Dysphagia is an alarming symptom that requires prompt evaluation to determine the cause and to initiate treatment. It may be due to a structural or motility (movement) abnormality as solids or liquids pass from the mouth to the stomach.
Often, patients confuse dysphagia with odynophagia or a globus sensation. Dysphagia is a subjective sensation of difficulty or abnormality of swallowing. Odynophagia is pain with swallowing. A globus sensation is a nonpainful sensation of a lump, tightness, foreign body or retained food bolus in the neck or upper chest region.
Dysphagia in older adults should NOT be attributed to normal aging. Aging alone causes mild esophageal motility (movement) abnormalities, which are rarely troublesome.
Dysphagia can be classified as acute or nonacute. The acute onset of the inability to swallow solids and/or liquids (including saliva) is likely related to an esophageal foreign body impaction. Food impaction is the most common cause of acute dysphagia in adults. The estimated incidence of esophageal food impaction is 25 per 100,000 persons per year. The incidence is higher in males and increases with age. A food impaction necessitates immediate medical attention.
Medication can be administered to attempt to relax the lower esophageal sphincter and promote passage of the food bolus.
The food impaction may require upper endoscopy to either remove the food bolus or gently push the bolus into the stomach with the endoscope.
The first step in evaluating patients with nonacute dysphagia is to determine if the symptoms are due to oropharyngeal dysphagia or esophageal dysphagia based on patient history. In this article, we will focus on esophageal dysphagia.
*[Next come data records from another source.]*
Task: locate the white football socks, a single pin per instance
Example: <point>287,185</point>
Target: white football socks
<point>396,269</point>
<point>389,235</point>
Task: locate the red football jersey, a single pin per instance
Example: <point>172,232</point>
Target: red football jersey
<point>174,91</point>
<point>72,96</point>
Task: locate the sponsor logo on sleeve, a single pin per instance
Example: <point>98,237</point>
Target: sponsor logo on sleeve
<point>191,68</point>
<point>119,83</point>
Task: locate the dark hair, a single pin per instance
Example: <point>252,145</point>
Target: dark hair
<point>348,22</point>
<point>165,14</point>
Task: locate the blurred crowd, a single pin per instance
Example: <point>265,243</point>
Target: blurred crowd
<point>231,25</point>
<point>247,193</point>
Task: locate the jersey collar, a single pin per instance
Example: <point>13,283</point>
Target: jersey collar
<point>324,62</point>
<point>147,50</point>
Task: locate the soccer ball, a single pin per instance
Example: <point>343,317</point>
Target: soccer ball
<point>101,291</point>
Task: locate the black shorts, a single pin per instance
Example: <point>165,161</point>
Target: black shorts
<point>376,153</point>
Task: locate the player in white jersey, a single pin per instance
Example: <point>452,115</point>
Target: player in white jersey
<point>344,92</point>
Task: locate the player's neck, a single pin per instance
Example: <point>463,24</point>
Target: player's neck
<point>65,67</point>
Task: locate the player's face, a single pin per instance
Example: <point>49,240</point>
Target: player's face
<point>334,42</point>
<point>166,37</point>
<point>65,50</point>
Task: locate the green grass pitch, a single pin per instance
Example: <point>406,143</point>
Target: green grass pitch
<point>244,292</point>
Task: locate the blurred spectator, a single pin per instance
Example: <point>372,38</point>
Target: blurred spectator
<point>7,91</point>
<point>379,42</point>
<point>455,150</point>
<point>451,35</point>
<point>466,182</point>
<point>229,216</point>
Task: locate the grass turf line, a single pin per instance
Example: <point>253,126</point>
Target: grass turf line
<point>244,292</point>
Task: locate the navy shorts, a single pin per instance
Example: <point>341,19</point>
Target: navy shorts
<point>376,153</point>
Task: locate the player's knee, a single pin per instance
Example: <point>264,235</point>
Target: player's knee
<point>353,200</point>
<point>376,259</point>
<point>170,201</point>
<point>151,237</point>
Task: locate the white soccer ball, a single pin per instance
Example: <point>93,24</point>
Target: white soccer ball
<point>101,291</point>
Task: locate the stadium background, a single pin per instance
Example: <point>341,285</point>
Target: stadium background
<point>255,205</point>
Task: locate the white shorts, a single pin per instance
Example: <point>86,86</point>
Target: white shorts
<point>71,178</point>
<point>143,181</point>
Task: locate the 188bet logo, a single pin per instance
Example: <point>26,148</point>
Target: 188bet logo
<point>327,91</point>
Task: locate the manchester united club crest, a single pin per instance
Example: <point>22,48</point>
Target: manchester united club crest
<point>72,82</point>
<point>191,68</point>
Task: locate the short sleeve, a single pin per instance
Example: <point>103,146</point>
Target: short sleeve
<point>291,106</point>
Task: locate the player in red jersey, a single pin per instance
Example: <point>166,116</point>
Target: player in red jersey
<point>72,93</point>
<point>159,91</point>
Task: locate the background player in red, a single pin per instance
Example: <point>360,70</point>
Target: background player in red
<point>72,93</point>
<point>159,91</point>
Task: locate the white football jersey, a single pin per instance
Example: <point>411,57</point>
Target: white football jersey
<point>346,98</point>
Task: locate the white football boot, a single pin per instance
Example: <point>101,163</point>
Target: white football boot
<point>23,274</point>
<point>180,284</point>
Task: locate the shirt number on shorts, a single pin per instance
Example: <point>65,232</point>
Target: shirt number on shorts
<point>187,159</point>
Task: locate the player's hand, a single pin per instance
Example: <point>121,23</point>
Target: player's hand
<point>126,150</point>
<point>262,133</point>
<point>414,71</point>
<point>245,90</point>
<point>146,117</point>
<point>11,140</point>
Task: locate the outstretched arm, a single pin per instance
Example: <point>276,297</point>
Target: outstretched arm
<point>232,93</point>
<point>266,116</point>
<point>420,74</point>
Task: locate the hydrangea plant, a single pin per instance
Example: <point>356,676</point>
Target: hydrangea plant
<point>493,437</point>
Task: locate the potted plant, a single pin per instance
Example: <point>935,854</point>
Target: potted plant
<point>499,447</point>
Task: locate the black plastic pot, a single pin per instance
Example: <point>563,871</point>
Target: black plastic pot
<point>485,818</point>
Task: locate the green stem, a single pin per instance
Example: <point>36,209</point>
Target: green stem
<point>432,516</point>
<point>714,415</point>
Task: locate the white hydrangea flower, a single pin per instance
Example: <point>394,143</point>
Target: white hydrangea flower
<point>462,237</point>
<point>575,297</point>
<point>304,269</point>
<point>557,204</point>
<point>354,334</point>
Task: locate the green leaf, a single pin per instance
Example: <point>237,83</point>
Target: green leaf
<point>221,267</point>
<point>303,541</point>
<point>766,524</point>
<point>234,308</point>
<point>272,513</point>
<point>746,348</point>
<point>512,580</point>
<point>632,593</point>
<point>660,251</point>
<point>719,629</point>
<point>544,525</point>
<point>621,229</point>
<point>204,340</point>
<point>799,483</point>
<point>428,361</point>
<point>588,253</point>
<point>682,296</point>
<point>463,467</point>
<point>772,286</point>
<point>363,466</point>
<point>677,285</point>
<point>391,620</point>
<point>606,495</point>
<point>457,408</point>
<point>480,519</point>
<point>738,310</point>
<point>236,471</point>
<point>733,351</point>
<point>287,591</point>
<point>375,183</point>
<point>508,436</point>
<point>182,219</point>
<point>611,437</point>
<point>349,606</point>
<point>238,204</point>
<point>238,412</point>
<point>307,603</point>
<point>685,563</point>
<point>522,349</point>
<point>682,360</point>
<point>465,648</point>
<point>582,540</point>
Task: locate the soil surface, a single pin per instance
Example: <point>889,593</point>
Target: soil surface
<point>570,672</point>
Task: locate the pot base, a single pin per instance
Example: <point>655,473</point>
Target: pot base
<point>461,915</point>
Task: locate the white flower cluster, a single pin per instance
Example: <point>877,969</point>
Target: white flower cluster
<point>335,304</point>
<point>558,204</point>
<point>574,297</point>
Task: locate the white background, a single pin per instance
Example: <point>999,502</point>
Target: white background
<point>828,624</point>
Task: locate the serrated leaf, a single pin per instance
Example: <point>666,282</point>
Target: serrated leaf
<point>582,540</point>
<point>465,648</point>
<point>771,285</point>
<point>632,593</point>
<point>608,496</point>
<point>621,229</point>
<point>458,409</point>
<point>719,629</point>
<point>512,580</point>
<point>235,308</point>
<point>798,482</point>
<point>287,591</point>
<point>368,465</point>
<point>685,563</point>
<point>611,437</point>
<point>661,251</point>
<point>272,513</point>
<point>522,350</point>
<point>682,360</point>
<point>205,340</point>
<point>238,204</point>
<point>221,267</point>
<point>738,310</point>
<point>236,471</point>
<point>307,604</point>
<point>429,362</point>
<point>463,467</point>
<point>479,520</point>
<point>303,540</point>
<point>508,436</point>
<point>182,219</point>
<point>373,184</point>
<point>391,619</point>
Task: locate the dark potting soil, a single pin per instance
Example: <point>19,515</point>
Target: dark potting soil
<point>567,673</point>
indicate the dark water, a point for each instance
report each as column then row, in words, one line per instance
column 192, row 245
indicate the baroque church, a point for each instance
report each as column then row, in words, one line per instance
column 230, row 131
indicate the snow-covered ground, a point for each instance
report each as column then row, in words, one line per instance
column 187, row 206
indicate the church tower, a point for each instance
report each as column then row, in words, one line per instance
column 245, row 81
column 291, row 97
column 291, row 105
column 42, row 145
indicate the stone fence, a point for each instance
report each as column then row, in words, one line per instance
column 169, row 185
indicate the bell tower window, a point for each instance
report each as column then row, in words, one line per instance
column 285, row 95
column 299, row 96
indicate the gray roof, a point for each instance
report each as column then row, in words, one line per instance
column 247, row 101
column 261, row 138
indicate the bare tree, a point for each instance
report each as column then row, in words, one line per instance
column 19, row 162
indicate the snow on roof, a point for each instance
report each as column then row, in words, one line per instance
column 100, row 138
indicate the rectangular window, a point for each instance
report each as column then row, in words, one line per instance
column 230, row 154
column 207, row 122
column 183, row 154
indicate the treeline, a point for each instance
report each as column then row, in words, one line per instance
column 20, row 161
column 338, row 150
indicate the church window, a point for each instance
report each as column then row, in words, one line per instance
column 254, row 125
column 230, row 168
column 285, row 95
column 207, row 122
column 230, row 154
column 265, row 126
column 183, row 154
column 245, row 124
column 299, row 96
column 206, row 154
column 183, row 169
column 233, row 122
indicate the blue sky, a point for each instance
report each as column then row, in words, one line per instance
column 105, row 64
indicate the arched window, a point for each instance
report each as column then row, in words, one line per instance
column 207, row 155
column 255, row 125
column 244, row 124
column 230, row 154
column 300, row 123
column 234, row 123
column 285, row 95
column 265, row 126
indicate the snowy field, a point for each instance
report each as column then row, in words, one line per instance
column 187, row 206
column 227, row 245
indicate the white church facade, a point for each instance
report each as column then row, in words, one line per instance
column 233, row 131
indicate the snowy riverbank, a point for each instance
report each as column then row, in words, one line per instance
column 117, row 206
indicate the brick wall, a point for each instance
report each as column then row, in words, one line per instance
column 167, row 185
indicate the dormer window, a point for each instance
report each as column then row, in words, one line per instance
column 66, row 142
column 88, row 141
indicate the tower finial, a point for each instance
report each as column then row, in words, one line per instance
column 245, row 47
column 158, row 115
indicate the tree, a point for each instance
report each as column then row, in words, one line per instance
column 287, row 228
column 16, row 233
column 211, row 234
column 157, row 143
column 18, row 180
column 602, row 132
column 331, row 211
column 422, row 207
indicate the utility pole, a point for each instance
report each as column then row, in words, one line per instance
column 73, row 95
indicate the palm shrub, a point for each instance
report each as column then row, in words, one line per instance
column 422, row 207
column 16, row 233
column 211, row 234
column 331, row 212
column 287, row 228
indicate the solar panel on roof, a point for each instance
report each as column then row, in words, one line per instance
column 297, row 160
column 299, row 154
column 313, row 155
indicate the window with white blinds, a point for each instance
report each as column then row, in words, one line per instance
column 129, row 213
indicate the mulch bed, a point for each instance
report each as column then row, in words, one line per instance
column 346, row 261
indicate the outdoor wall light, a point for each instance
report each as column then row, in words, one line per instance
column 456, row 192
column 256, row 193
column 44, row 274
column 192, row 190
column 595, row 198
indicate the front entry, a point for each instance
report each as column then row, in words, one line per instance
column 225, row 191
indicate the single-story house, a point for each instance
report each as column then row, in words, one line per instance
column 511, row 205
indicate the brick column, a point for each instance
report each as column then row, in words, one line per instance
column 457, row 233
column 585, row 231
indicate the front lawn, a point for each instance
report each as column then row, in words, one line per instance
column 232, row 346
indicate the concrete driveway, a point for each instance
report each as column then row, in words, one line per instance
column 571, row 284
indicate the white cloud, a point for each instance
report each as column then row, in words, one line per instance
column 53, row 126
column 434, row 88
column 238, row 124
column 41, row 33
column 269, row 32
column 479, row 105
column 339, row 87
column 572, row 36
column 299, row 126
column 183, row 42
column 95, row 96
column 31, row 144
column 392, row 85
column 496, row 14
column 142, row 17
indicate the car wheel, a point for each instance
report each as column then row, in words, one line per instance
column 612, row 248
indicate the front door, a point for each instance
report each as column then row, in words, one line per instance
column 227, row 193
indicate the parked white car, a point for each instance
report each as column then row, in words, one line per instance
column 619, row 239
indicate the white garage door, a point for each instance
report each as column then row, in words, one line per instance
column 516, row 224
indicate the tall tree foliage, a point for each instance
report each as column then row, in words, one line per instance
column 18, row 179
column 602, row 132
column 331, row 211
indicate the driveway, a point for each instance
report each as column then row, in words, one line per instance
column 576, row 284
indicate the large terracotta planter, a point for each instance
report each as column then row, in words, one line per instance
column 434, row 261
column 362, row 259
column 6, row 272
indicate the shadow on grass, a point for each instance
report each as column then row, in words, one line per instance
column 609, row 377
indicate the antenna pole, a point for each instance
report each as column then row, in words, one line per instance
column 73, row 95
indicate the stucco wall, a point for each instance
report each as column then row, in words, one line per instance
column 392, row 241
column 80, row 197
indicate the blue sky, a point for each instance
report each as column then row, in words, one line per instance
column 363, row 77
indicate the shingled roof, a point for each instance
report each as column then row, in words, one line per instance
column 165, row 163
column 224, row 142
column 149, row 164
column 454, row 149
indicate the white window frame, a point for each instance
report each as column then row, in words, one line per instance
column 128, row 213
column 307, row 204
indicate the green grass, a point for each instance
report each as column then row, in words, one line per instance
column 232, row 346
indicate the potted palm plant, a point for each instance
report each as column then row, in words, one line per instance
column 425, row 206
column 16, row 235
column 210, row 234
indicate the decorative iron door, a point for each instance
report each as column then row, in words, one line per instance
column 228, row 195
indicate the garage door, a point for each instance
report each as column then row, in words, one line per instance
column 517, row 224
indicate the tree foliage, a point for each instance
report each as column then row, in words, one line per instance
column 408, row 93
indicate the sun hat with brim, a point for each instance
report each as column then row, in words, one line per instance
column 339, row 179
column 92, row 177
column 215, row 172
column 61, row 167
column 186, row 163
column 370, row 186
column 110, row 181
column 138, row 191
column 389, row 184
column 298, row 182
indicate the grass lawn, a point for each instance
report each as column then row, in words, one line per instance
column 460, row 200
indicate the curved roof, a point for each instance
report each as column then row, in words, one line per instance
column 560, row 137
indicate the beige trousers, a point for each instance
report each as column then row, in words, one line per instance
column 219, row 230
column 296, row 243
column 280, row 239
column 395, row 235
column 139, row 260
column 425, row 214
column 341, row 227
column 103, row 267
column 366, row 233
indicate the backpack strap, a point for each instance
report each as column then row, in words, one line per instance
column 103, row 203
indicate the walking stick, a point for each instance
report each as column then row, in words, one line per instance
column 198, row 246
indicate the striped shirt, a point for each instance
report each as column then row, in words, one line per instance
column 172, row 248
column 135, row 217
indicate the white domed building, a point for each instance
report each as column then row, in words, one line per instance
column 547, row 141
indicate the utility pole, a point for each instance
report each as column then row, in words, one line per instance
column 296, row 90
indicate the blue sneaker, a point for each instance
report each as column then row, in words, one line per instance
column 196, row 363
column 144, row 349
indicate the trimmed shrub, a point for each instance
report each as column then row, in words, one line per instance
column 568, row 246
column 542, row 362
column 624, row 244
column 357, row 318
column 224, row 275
In esophageal dysphagia, patients commonly report difficulty swallowing several seconds after initiating a swallow and a sensation that foods and/or liquids are not adequately passing from the upper esophagus to the stomach.
An important component of the medical history is determining what types of food (i.e., solids, liquids or both) produce symptoms. Dysphagia to both solids and liquids from the onset of symptoms is likely due to a motility (movement) disorder of the esophagus. Dysphagia to solids only is usually present when the esophageal lumen is narrowed (e.g., by a stricture).
Additional symptoms associated with dysphagia can provide a clue to the possible cause. For example, patients with chronic heartburn who develop dysphagia may have a stricture, erosive esophagitis, or cancer of the esophagus. Patients with esophageal cancer tend to be older males with significant weight loss.
Patients undergoing radiation therapy for chest, head or neck tumors are at risk for developing esophagitis and esophageal strictures. This may result in odynophagia or dysphagia.